The Role of Medical Acupuncturist in the Time of COVID
If you are a medical acupuncturist like me, you are probably a bit … different … from your peers. You are probably a bit more willing to observe and see things that you don’t have a ready explanatory model for. You are probably a bit less risk averse than the general population and your peers. You probably are also a bit more willing to commit to exploring the boundaries of your knowledge and be more comfortable with uncertainty than average. You are probably prone to thinking the world is a bigger place than what we have been traditionally taught. You are probably willing to try new things to help your patients, peers and family —even when it’s not conventional. You are probably a bit better at listening and hearing where someone else is coming from. Basically, you are a bit weird.
As a medical acupuncturist, you are by your very nature and practice trying to synthesize a greater world out of what at least on the surface may seem to be disparate parts. You are a round peg in a square-hole world, a square peg in a round-hole world, a hexagon in a rhomboid, or whatever (I don’t want to mis-assign anyone’s identity).
My journey to acupuncture was odd, as I suspect many of yours were. Going from medicine to decision science to operations research to computer science to systems engineering to mind-body medicine, all the while immersing myself in martial arts, eastern philosophical traditions, and ethics. An atypical path for most, but perhaps a typical path for a medical acupuncturist.
It is both personal practice and what I teach my students to try to simultaneously cultivate three types of areas: (1) areas where one is a master of a set of skills, (2) areas where one has growing competence and (3) at least one area where one is a complete novice, or as my daughter might say, where I am a “clueless newb.” Cultivating mastery with the beginner’s mind allows one both confidence and grounding, as well as a joyousness of curiosity. Medical acupuncture is a discipline that allows one to be both master and student easily.
Your own personal journeys have led many of you to become translators of thought from one group to another. There is no time I can recall where this skill and talent has not been more needed. After two years of COVID pandemic, as clinicians we have seen several phenomena raise their heads. On the clinical side, we have seen disorders like long-COVID syndrome, which seem resistant to reductionist medicine but might respond to a more holistic approach. On the human side, we have seen injury caused by tribalism, denialism, misinformation and resource constraints, resulting in despair and burnout.
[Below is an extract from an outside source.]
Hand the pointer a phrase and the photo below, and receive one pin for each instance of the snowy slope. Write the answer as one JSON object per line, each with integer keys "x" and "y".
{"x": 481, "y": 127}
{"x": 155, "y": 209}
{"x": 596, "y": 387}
There is no more important time to be the example and not the lesson. To follow the way, commit to exemplary behavior and to embody the golden rule (something both Lao tse and Gong fuzi agreed upon). As I tell my students, the golden rule implies action in the world. The first act of the golden rule is to recognize the humanity and human value in someone else. The second is to let that recognition guide you in actions both specific and general. Or as Maimonides is reported to have said, “Do not do unto others as you would not have them do unto you. The rest is commentary.”
The lessons learned from bringing friends and family back from tribes, cults and denialism are patience, compassion and nonjudgmental listening, while also being true to yourself. People can only grab your hand if it is open. As I tell my students, keep an open mind but not so open your brain falls out. The curiosity, compassion and openness you have cultivated to become a medical acupuncturist place you in a good position to help those around you. As the pandemic starts transitioning to endemic and life begins to take on a more normal shape and rhythm, there will be a great need for healing. All those tendencies that made you “different” are the ones we need now.